The Spark shell is an interactive environment for exploring data and learning the Spark API. This topic shows you how to start the Spark shell on an E-MapReduce (EMR) cluster and work with resilient distributed datasets (RDDs).
Prerequisites
Before you begin, ensure that you have:
-
An EMR cluster with Spark installed
-
SSH access to the master node of the cluster. See Log on to a cluster
Start the Spark shell
The Spark shell supports both Scala and Python.
-
Log on to the master node via SSH.
-
Start the shell:
spark-shellAfter the shell starts, a SparkContext is available as
sc. Any SparkContext you create manually will not take effect — use the pre-createdsc. Use--masterto specify the cluster master URL and--jarsto add JAR packages to the classpath. Separate multiple JAR paths with commas. For the full list of options, runspark-shell --help.
RDD basics
An RDD is a collection of elements that Spark can process in parallel. RDDs support two creation methods:
-
Parallelized collection — wrap an in-memory collection with
sc.parallelize():val data = Array(1, 2, 3, 4, 5) val distData = sc.parallelize(data) -
External dataset — read from a file system such as Hadoop Distributed File System (HDFS), HBase, a shared file system, or any storage source that provides Hadoop InputFormat:
val distFile = sc.textFile("data.txt")
Transformations and actions
RDD operations fall into two categories:
-
Transformations — define a new RDD from an existing one. Transformations are lazy: Spark records what to compute but does nothing until an action is called.
-
Actions — trigger computation and return a result to the driver or write data to storage.
Understanding this distinction matters in practice. When you chain transformations, Spark builds a computation plan. Only when you call an action does Spark break that plan into tasks and run them across the cluster.
Transformations
| Operation | Description |
|---|---|
map() |
Applies a function to each element and returns a new RDD. |
flatMap() |
Applies a function to each element, flattens the results, and returns a new RDD. |
filter() |
Returns a new RDD containing only elements for which the function returns true. |
distinct() |
Returns a new RDD with duplicate elements removed. |
union() |
Returns a new RDD containing all elements from both RDDs. |
intersection() |
Returns a new RDD containing only elements present in both RDDs. |
subtract() |
Returns a new RDD with elements from the second RDD removed. |
cartesian() |
Returns a new RDD with the Cartesian product of both RDDs. |
Actions
| Operation | Description |
|---|---|
collect() |
Returns all elements of the RDD to the driver. |
count() |
Returns the number of elements in the RDD. |
countByValue() |
Returns the number of times that each element appears in an RDD. |
reduce() |
Aggregates all elements in an RDD, such as calculating the sum. |
fold(0)(func) |
Like reduce(), but uses a zero value as the initial value. |
aggregate(0)(seqOp, combOp) |
Like reduce(), but the return type can differ from the element type. |
foreach(func) |
Applies a function to each element of an RDD. |
Example: calculate total line length
This example reads a text file from HDFS, uses a map transformation to get the length of each line, and uses a reduce action to sum those lengths.

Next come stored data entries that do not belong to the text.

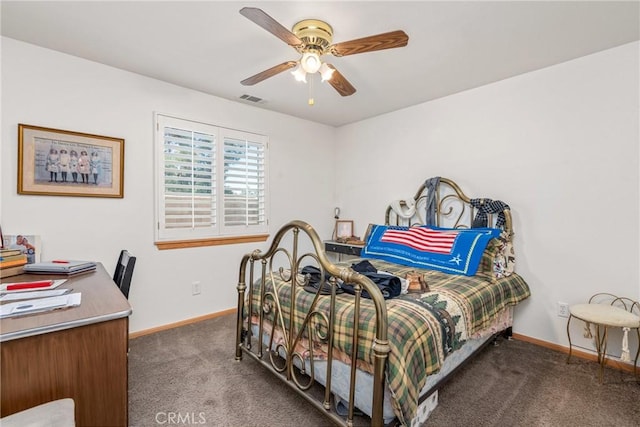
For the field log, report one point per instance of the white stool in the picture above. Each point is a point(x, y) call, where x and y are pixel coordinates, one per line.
point(605, 316)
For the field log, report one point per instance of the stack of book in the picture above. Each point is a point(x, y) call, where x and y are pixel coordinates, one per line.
point(60, 267)
point(12, 262)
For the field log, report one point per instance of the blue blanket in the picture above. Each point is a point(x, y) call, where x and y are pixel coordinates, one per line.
point(454, 251)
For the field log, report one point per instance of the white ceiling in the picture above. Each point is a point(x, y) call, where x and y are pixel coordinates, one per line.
point(208, 46)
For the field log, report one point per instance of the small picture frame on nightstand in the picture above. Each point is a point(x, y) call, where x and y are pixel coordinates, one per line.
point(344, 229)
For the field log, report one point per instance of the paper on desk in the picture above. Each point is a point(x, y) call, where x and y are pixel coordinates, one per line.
point(17, 296)
point(39, 305)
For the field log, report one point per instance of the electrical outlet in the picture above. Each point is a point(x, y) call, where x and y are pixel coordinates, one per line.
point(195, 288)
point(563, 309)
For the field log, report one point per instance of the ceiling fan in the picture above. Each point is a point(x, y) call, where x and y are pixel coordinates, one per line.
point(313, 38)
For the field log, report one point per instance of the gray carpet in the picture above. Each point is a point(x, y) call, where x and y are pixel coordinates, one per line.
point(188, 376)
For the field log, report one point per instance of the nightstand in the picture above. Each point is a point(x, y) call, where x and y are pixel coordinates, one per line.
point(342, 249)
point(603, 316)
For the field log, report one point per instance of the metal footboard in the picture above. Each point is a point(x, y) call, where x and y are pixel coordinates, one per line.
point(288, 334)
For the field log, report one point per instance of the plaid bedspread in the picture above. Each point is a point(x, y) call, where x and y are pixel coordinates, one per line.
point(423, 329)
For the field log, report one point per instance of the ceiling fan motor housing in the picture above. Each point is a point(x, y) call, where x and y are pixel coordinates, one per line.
point(316, 35)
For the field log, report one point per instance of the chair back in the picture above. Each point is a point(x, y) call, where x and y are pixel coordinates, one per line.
point(124, 271)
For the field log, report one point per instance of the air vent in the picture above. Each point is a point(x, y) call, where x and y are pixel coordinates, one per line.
point(251, 98)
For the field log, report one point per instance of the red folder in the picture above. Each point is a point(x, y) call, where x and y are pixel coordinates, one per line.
point(30, 285)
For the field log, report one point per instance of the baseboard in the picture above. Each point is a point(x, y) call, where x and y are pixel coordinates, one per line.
point(181, 323)
point(616, 364)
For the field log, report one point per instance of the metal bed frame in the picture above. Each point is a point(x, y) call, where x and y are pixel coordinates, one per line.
point(295, 245)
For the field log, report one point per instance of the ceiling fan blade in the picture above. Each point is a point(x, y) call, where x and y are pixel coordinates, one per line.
point(389, 40)
point(339, 83)
point(269, 73)
point(259, 17)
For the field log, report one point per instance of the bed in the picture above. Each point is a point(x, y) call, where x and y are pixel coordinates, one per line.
point(377, 335)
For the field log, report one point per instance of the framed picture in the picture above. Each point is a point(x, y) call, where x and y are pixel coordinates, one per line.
point(57, 162)
point(344, 229)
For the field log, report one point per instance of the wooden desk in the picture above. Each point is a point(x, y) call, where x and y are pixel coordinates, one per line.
point(79, 352)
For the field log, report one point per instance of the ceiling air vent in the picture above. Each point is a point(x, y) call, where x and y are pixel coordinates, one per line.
point(251, 98)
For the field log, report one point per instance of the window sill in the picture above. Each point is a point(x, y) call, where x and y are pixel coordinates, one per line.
point(214, 241)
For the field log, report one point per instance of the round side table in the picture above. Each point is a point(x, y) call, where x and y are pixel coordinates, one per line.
point(604, 316)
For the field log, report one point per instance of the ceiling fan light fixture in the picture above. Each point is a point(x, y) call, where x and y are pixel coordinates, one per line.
point(310, 62)
point(299, 74)
point(326, 72)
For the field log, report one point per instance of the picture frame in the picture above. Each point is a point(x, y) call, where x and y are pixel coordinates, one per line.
point(344, 229)
point(55, 162)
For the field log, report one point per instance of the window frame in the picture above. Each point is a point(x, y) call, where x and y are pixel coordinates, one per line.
point(218, 233)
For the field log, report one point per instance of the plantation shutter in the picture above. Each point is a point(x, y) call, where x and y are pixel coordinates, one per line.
point(244, 202)
point(189, 180)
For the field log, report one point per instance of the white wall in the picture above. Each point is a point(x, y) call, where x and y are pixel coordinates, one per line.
point(559, 145)
point(46, 88)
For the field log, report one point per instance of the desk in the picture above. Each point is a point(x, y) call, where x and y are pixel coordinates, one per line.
point(80, 352)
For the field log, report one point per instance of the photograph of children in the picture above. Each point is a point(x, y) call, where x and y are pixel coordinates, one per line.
point(70, 163)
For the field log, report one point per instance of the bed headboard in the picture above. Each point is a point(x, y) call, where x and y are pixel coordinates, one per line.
point(440, 202)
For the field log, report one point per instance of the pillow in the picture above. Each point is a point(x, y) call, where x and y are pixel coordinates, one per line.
point(498, 259)
point(453, 251)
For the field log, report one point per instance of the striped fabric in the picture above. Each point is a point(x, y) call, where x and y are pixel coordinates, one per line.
point(423, 329)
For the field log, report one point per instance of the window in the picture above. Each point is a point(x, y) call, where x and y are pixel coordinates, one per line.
point(211, 184)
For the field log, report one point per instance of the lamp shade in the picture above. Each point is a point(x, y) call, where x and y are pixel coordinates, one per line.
point(310, 62)
point(326, 72)
point(299, 74)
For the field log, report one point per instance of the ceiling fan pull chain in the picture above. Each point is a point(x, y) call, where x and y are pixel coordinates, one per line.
point(311, 100)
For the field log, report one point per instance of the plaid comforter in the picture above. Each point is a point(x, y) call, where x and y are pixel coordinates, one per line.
point(423, 329)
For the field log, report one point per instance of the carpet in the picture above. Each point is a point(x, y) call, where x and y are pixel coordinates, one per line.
point(188, 376)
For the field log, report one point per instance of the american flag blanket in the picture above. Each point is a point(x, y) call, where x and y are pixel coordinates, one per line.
point(423, 328)
point(455, 251)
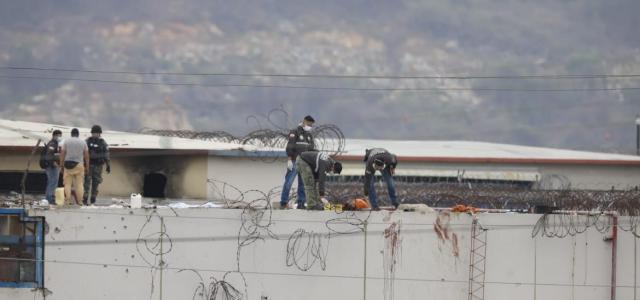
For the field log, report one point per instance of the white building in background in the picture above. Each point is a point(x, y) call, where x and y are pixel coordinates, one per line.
point(178, 168)
point(215, 253)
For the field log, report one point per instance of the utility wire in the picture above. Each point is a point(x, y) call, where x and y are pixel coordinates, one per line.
point(330, 76)
point(276, 86)
point(438, 280)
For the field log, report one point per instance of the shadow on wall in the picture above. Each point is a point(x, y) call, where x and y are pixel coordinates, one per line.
point(154, 185)
point(156, 175)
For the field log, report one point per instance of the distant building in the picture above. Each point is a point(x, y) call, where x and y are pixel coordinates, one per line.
point(170, 167)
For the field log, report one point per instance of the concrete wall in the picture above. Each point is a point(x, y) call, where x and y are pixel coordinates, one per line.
point(142, 254)
point(245, 174)
point(186, 174)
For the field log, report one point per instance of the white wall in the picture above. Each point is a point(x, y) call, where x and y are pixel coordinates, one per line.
point(101, 254)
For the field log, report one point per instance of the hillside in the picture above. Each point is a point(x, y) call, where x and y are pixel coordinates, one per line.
point(408, 38)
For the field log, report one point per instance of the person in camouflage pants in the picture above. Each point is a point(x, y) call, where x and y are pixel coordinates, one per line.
point(99, 156)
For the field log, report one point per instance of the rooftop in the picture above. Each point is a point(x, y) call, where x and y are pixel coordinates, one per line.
point(24, 135)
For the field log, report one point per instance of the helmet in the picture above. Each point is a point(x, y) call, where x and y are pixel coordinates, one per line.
point(337, 168)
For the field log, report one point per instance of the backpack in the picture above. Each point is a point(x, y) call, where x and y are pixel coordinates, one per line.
point(44, 162)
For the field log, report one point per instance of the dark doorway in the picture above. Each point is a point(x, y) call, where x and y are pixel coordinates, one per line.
point(154, 185)
point(10, 181)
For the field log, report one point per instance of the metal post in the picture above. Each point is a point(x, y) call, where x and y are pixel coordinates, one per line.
point(364, 285)
point(638, 134)
point(161, 253)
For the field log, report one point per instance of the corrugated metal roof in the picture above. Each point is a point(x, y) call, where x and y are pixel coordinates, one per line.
point(478, 151)
point(26, 134)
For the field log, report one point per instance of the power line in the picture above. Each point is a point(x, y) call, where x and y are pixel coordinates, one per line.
point(329, 76)
point(191, 84)
point(438, 280)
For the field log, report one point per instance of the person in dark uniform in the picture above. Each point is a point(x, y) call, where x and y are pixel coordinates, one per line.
point(52, 168)
point(313, 167)
point(98, 156)
point(300, 140)
point(378, 159)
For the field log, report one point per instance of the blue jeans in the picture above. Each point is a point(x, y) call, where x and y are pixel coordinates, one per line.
point(289, 177)
point(373, 198)
point(53, 174)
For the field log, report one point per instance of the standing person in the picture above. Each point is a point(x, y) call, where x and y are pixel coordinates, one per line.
point(313, 167)
point(99, 156)
point(52, 165)
point(300, 140)
point(74, 156)
point(379, 159)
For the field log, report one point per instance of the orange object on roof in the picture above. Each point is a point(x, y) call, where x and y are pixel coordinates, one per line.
point(464, 208)
point(361, 203)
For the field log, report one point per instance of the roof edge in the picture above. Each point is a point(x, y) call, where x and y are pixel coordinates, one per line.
point(550, 161)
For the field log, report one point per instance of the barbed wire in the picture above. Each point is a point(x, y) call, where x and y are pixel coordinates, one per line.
point(271, 134)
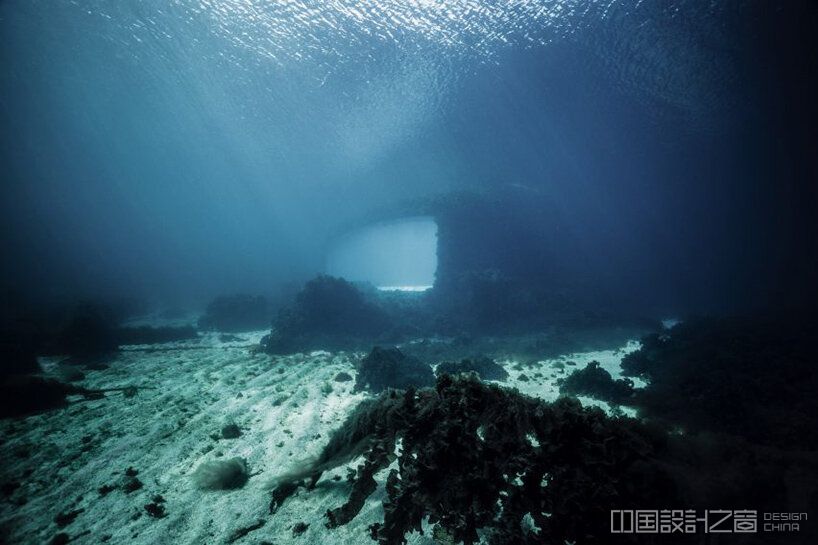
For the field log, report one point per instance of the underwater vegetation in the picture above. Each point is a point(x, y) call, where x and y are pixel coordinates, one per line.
point(479, 459)
point(328, 313)
point(485, 367)
point(596, 382)
point(753, 376)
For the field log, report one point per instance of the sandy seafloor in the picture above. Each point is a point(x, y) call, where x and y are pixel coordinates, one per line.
point(285, 410)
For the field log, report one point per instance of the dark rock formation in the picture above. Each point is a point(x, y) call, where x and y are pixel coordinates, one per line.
point(221, 474)
point(237, 313)
point(329, 313)
point(86, 336)
point(389, 368)
point(749, 376)
point(594, 381)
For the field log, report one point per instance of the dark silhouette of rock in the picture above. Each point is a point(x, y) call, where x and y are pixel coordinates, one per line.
point(328, 314)
point(594, 381)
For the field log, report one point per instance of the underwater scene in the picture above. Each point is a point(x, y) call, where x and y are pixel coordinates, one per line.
point(427, 272)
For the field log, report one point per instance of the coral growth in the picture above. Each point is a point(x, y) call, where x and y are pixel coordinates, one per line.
point(481, 458)
point(328, 313)
point(596, 382)
point(221, 474)
point(487, 368)
point(750, 376)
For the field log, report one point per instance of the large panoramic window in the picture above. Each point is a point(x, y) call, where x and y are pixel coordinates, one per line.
point(399, 255)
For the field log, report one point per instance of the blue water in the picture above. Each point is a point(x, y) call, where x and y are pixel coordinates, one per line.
point(185, 148)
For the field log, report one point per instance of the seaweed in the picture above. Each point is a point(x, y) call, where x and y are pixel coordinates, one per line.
point(594, 381)
point(328, 313)
point(752, 376)
point(478, 459)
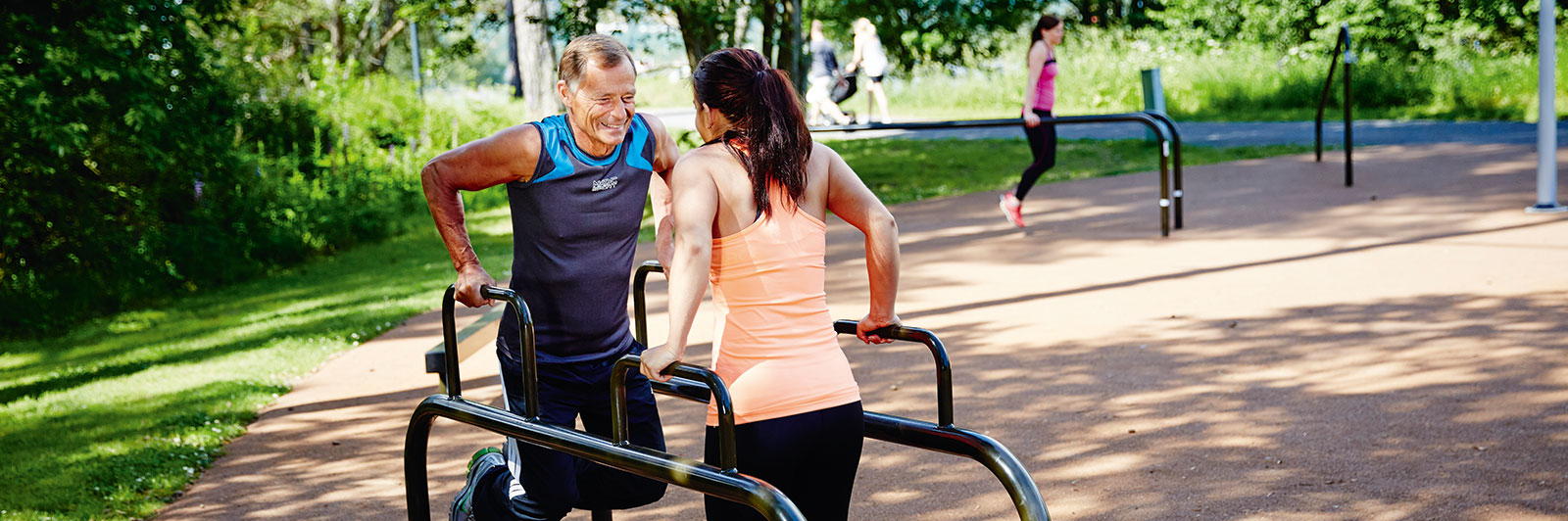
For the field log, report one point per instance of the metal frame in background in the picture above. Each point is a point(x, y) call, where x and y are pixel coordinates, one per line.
point(720, 482)
point(941, 437)
point(1322, 101)
point(1162, 125)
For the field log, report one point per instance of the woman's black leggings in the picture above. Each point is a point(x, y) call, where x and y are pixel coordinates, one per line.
point(809, 457)
point(1043, 143)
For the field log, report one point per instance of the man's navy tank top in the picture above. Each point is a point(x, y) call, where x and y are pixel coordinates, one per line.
point(574, 231)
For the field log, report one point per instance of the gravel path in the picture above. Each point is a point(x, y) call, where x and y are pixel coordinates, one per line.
point(1366, 132)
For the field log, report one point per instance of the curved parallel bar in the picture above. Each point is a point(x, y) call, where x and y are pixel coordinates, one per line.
point(631, 458)
point(893, 429)
point(964, 443)
point(640, 299)
point(530, 369)
point(616, 453)
point(945, 367)
point(694, 374)
point(1137, 117)
point(1176, 192)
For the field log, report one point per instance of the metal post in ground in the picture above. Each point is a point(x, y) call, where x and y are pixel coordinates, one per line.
point(413, 46)
point(1546, 124)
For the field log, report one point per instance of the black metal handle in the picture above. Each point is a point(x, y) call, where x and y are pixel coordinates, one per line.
point(1340, 54)
point(695, 375)
point(945, 367)
point(449, 331)
point(640, 299)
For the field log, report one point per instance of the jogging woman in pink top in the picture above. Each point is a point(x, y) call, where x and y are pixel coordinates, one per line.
point(750, 213)
point(1040, 96)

Step 1: Upload the data file
-
Log on to the master node via SSH.
-
Create a file named
data.txtwith the following content:Hello Spark This is a test file 1234567890 -
Upload the file to HDFS:
hadoop fs -put data.txt /user/root/
Step 2: Start the Spark shell
spark-shell
Step 3: Calculate total line length
Run the following in the shell:
val lines = sc.textFile("data.txt")
val lineLengths = lines.map(s => s.length)
val totalLength = lineLengths.reduce((a, b) => a + b)
Here is what each line does:
-
val lines = sc.textFile("data.txt")— creates a base RDD pointing to the file. The file is not read yet;linesis merely a pointer. -
val lineLengths = lines.map(s => s.length)— defines a transformation that will compute each line's length. Nothing runs at this point. -
val totalLength = lineLengths.reduce((a, b) => a + b)— this is an action. Spark reads the file, applies themap, and runs the reduction across the cluster.